Der Knackpunkt ist die Arbeitszeit. Die GDL will für Schichtarbeiter eine Arbeitszeitverkürzung von 38 auf 35 Stunden pro Woche erreichen. Seiler hält die Forderung für nicht umsetzbar und sieht keinerlei Verhandlungsspielraum. Seine Begründung: Die Umsetzung sei zu teuer, und obendrein bedeute die Arbeitszeitverkürzung, dass man mehr Beschäftigte einstellen müsse, was angesichts des Fachkräftemangels schwer sei. Ein Argument, das Weselsky ebenfalls verwendet – allerdings in die andere Richtung: Ohne die 35-Stunden-Woche sei man als Arbeitgeber nicht mehr attraktiv.

„Kommunikatives Foulspiel“: Verhandlungsbereiter Weselsky, sture Bahn

Dennoch sagt Verhandlungsexperte Brandis, dass Weselsky kooperationsbereit sei. „Er hat mehrfach durchblicken lassen, dass er sich durchaus Kompromisse vorstellen könnte – auch bei der Arbeitszeit.
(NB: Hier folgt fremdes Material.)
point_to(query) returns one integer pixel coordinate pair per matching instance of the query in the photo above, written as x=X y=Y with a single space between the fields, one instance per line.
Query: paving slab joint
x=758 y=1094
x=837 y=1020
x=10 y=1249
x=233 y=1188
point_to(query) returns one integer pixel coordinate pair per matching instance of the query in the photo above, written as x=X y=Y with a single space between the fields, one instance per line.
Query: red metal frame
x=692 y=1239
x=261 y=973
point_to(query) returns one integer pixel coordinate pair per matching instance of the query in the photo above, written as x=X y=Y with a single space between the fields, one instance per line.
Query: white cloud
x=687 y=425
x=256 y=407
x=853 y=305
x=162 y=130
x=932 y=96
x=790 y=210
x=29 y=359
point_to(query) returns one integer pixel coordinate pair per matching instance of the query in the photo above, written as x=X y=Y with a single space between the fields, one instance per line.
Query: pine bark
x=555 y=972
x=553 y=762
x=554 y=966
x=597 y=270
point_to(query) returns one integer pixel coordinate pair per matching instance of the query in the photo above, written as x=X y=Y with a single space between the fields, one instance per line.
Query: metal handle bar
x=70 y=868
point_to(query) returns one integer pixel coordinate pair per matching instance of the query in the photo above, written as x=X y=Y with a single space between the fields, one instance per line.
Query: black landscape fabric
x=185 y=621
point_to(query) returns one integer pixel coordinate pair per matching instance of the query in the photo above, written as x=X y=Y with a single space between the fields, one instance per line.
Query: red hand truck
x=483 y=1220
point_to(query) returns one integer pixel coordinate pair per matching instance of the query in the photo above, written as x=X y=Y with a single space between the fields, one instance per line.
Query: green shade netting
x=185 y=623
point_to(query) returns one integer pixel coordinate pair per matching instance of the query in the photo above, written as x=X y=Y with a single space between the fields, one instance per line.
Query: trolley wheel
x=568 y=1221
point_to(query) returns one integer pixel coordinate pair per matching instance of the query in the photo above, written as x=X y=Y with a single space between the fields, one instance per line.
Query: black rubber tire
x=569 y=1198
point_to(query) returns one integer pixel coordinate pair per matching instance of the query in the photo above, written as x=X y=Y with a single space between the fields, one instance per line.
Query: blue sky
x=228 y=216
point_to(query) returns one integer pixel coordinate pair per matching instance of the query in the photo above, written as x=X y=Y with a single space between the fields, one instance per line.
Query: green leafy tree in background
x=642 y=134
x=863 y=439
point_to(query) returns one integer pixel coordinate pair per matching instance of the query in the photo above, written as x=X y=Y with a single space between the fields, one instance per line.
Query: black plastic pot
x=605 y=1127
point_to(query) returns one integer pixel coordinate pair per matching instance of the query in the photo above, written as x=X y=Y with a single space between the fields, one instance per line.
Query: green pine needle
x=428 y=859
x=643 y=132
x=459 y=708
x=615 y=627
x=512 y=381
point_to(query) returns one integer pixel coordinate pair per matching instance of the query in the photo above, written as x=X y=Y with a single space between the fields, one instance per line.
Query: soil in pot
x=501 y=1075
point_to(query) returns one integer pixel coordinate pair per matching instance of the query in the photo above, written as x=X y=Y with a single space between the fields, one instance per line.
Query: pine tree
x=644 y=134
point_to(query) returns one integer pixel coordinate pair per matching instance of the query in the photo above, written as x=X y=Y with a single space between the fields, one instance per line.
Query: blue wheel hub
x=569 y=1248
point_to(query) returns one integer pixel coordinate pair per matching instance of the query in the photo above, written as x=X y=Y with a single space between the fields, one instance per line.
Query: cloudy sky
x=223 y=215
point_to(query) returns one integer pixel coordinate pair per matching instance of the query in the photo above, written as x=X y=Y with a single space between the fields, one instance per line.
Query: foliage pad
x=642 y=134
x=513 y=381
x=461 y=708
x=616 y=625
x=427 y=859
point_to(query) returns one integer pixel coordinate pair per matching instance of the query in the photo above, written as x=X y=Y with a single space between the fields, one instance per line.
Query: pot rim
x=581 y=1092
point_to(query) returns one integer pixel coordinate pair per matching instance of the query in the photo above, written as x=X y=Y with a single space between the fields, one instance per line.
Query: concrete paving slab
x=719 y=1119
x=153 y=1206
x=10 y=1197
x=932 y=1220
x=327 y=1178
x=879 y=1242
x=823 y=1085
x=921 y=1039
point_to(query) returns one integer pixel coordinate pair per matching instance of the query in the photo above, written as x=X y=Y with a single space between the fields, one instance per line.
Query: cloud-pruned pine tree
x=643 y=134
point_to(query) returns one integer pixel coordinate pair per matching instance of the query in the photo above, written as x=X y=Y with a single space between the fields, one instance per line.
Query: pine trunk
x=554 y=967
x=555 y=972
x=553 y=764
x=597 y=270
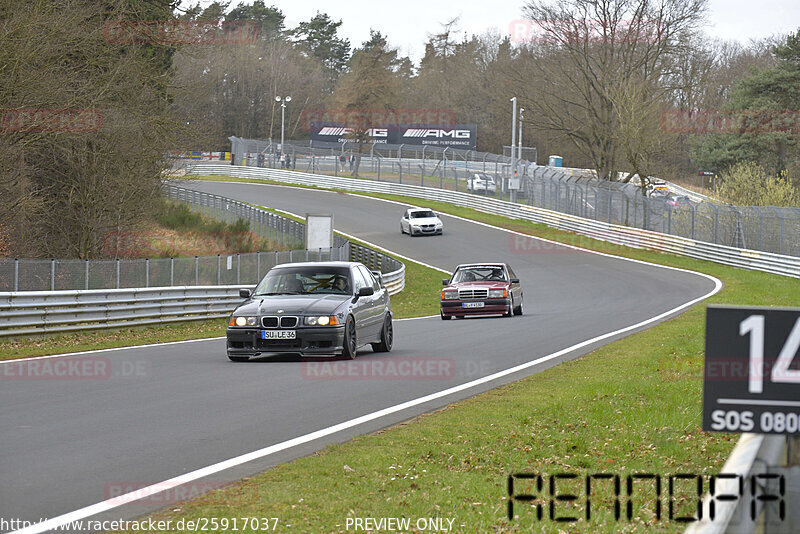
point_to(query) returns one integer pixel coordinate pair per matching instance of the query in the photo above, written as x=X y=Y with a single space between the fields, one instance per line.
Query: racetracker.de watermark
x=71 y=368
x=404 y=368
x=704 y=121
x=50 y=120
x=363 y=118
x=181 y=32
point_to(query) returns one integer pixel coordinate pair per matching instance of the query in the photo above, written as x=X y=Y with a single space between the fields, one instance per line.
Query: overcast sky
x=407 y=23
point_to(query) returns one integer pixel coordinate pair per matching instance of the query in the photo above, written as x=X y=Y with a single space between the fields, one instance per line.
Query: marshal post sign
x=752 y=370
x=462 y=136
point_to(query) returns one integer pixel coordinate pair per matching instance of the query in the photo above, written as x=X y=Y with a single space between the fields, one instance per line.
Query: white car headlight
x=322 y=320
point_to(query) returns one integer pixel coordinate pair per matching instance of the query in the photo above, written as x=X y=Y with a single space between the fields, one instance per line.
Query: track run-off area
x=163 y=415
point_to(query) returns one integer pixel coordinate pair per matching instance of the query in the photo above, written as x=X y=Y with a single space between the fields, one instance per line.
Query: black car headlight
x=243 y=320
x=322 y=320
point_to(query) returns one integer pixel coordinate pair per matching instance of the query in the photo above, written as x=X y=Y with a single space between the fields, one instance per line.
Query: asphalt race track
x=156 y=412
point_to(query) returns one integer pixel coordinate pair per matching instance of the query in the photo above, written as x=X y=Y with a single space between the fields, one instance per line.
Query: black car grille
x=473 y=293
x=271 y=321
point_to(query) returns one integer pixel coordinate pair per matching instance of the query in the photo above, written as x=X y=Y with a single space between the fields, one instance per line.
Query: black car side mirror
x=365 y=291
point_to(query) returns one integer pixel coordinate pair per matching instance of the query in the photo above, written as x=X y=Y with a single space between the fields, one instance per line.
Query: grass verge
x=633 y=406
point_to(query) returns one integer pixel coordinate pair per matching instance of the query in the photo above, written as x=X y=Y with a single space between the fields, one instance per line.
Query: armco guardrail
x=37 y=312
x=40 y=312
x=622 y=235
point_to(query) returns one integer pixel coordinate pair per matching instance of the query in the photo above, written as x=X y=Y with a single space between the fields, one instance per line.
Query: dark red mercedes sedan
x=481 y=289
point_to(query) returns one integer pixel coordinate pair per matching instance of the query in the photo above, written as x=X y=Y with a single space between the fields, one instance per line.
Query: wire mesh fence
x=765 y=228
x=221 y=269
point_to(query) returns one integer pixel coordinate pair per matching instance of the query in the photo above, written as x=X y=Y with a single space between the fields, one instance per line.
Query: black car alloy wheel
x=350 y=343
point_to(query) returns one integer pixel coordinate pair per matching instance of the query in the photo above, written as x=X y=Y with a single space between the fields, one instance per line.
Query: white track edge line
x=106 y=505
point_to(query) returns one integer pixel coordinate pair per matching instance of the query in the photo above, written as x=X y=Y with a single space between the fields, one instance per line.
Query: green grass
x=416 y=300
x=632 y=406
x=28 y=346
x=629 y=407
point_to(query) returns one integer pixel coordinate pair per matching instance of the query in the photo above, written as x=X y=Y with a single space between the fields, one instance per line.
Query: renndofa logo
x=337 y=131
x=422 y=132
Doch das wurde von Seiten der Bahn nicht gesehen oder bewusst ignoriert.“ Dazu würden kommunikative Spitzen gesetzt, „die eher auf die Durchsetzung eigener Befindlichkeiten schließen lassen“, sagt Brandis. „Herr Seiler sagte bei der letzten Gesprächsrunde, dass man ohne Herrn Weselsky gut und ‚in sachlicher Atmosphäre‘ verhandelt habe. Das ist ein kommunikatives Foulspiel und macht eine Lösung nur schwerer.“

Und trotzdem sollte man derlei Statements nicht überbewerten, sagt Brandis. „Es kann durchaus sein, dass Seiler und Weselsky intern schon viel weiter sind und auch vernünftig verhandeln können, aber nach außen so tun, als würden alle Zeichen auf Konfrontation stehen. Sie wollen natürlich beide ausstrahlen, dass sie sehr hart für die jeweiligen Interessen aller Beteiligten verhandelt haben.“

Nach dem Warnstreik will die GDL bis zum 7. Januar nicht mehr streiken. „Wir werden jetzt diese Streikaktion am Donnerstag und Freitag durchführen, und es ist für dieses Jahr die letzte“, sagte Weselsky dem MDR. Ob für die Zeit danach weitere Streiks endgültig vom Tisch sind, ist nicht klar. Weselsky hatte die Tarifverhandlungen am 24. November für gescheitert erklärt.